Ceux qui rêvent éveillés ont connaissance de mille choses qui échappent à ceux qui ne rêvent qu'endormis.
Edgar Allan Poe Histoires grotesques et sérieuses
C’est rare un essai qui place le débat intellectuel à la hauteur des grands enjeux que relevèrent autrefois un Allan Bloom ou un Samuel Huntington. Nous aimons en France les démonstrations théoriques, les intuitions géniales, mais boudons trop souvent les reportages, la somme des petits faits vrais qui non seulement alimentent l’intérêt du lecteur mais qui, aussi, surtout, légitiment la thèse développée. Mainstream, sous-titré Enquête sur cette culture qui plaît à tout le monde, de Frédéric Martel (1), raconte la guerre féroce que se livrent les grandes puissances sur le terrain de la culture.
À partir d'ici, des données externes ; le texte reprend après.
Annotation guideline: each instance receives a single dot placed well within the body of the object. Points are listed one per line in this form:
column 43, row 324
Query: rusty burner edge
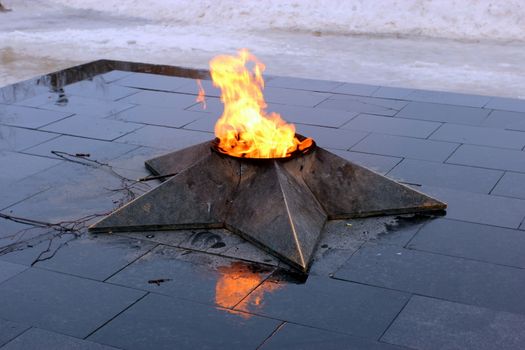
column 295, row 154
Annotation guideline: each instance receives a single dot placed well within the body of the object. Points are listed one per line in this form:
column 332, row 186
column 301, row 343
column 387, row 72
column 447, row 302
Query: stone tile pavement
column 71, row 156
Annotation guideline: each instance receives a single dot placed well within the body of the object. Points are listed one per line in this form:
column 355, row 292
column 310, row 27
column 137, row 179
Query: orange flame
column 245, row 129
column 201, row 98
column 237, row 283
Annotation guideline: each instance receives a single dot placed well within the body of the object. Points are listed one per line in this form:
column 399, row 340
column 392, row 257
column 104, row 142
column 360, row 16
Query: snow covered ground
column 473, row 46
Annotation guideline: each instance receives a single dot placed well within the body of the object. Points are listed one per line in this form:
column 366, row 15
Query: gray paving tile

De Hollywood à Bollywood, du Japon à l’Afrique subsaharienne, du quartier général d’Al-Jazeera au Qatar jusqu’au siège du géant Televisa au Mexique, l’auteur dissèque et décrit, sur le mode du reportage, la stratégie et le pouvoir financier des différents acteurs - ou comment faire pour plaire à tout le monde, partout dans le monde.
Au fond, ce que démontre avec beaucoup de subtilité Frédéric Martel, exemples à l’appui, c’est que les Américains n’ont pas pour souci, comme on le croit trop souvent dans certains cercles, de tuer les cultures nationales. Ils se contentent de les maintenir dans leur sphère d’influence géographique, et même parfois les aident à survivre. Ces cultures nationales doivent servir de conservatoire. Il faut entretenir ces niches pour y puiser tout le suc qu’elles contiennent et y faire naître par la suite des projets qui continueront d’alimenter la Grande Machine culturelle qui tourne à plein rendement. Cette situation rappelle celle, chère aux entomologistes, dans laquelle la guêpe retient captive l’araignée, qu’elle immobilise grâce à son venin. La guêpe dépose ses oeufs dans le corps de son ennemie vivante. Par la suite, les larves vont absorber la chair de l’araignée, conservée fraîche, frémissante jusqu’à l’ultime bouchée. Une mort culturelle lente et cruelle, mais une conquête en douceur réalisée par la connaissance affûtée des réalités locales et des populations ciblées.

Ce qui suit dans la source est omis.